One close adviser to Obama, while refusing to confirm the reports, acknowledged: "The only reason I'm hesitating at all is because, yeah, if Bernie were running away with it, I think maybe we would all have to say something." The idea that Obama would "intervene" to help prevent a Sanders victory fits a pattern of comments from the former president dismissing progressive candidates or policies as not viable.

The Democratic establishment's undermining of Bernie Sanders is, of course, nothing new--substantial evidence showed the DNC leadership actively worked to undermine Sanders' 2016 campaign. This round, establishment Democrats are back at it. In one early salvo, the centrist think tank Center for American Progress published an anti-Sanders video in April criticizing the senator as a "millionaire."

Clinton loyalist David Brock, a longtime political operative, said he's had discussions with other operatives about an anti-Sanders campaign and believes it should commence "sooner rather than later," the New York Times reported last April. In a story depicting centrist moves to stifle Sanders, the Times noted, "His strength on the left gives him a real prospect of winning the Democratic nomination and could make him competitive for the presidency if his economic justice message resonates in the Midwest as much as Mr. Trump's appeals to hard-edge nationalism did in 2016."

There is evidence that some Wall Street and corporate powerbrokers who hold sway over the Democratic Party would sit out the 2020 election, or even back Trump to avoid redistributive policies such as the wealth tax. As one senior private equity executive told CNBC anonymously: "You're in a box because you're a Democrat and you're thinking, 'I want to help the party, but [Warren is] going to hurt me, so I'm going to help President Trump." (While some Wall Street executives singled out Warren, Sanders' wealth tax would similarly redistribute America's wealth downward.)

In truth, the divisive attacks on Sanders and Warren have nothing to do with assuring Democratic unity, or victory. Rather, they serve to defend deeply embedded financial interests and the wealthy donor class on which the mainstream Democratic Party has come to rely. Such wealthy interests are adamantly opposed to the types of policies being advocated by Sanders and Warren--such as Medicare for All and a Green New Deal--that would threaten their concentrated financial and political power.

Both of these supposedly "radical" policies, which centrist candidates routinely denigrate and dismiss, boast robust nationwide support, even across party lines.
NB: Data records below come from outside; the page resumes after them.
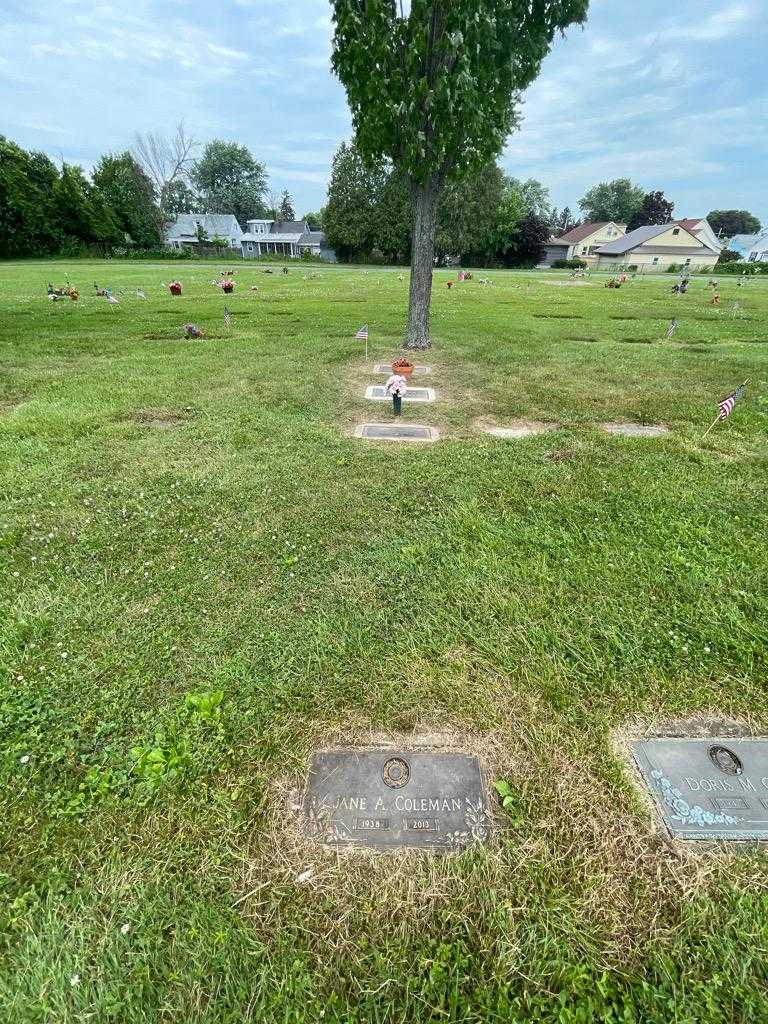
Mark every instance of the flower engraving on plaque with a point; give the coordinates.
(395, 773)
(682, 810)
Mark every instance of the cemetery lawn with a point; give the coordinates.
(204, 577)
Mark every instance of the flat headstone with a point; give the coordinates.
(396, 432)
(635, 429)
(386, 368)
(716, 787)
(520, 428)
(393, 799)
(378, 393)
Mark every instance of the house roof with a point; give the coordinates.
(640, 236)
(578, 233)
(222, 224)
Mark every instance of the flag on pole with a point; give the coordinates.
(726, 406)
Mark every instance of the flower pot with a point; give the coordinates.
(403, 371)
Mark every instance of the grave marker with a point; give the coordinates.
(396, 432)
(394, 799)
(378, 392)
(713, 787)
(386, 368)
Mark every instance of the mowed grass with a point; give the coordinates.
(204, 576)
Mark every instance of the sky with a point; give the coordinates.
(673, 95)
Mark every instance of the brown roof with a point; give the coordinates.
(577, 233)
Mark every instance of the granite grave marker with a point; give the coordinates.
(379, 393)
(713, 787)
(393, 799)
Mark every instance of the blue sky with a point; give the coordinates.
(673, 95)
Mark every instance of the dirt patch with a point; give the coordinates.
(160, 418)
(635, 429)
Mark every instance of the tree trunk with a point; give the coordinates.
(422, 256)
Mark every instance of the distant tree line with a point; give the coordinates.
(487, 217)
(129, 198)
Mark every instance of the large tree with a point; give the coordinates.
(350, 214)
(434, 88)
(167, 161)
(726, 223)
(654, 209)
(286, 209)
(130, 196)
(617, 200)
(229, 179)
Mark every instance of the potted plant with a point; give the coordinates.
(403, 367)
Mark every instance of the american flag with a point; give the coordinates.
(726, 406)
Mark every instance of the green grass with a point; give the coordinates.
(186, 517)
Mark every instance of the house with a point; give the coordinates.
(656, 247)
(284, 238)
(702, 229)
(582, 242)
(742, 244)
(185, 230)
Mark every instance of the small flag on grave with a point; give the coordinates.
(725, 408)
(363, 335)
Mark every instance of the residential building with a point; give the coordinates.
(582, 243)
(702, 230)
(283, 238)
(656, 247)
(185, 231)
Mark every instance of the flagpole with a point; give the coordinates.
(711, 426)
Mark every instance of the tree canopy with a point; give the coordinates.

More than two-thirds of Americans support Medicare for All, surveys show, while only 20% "outright oppose" this policy. The Green New Deal, meanwhile, registered more than 80% support among voters in 2018.

While many establishment critiques claim Sanders is unelectable because of his unabashedly left agenda, by many measures, he appears more electable than most of the other candidates in the race. Sanders consistently polls better against Trump than everyone but Biden; he consistently raises more money than his opponents and recently shattered campaign records by reaching four million individual contributors and his 2016 performance in key swing states such as Michigan and Wisconsin could bode well for a Sanders victory in the general election.

If the Democratic establishment's goal is defeating Trump and winning the White House, the evidence is clear: a progressive candidate such as Sanders or Warren can absolutely win. There is, in fact, no evidence that only a centrist can.

As longtime political analyst--and former Democratic National Committee member--James Zogby recently observed, "Pundits & Dem operatives continue to insist that Bernie Sanders is too angry, too left, or too whatever to win. They're dead wrong. He has the right tone & right issues to win a broad coalition. What won't win is dull-edged centrism that can't excite or convince voters."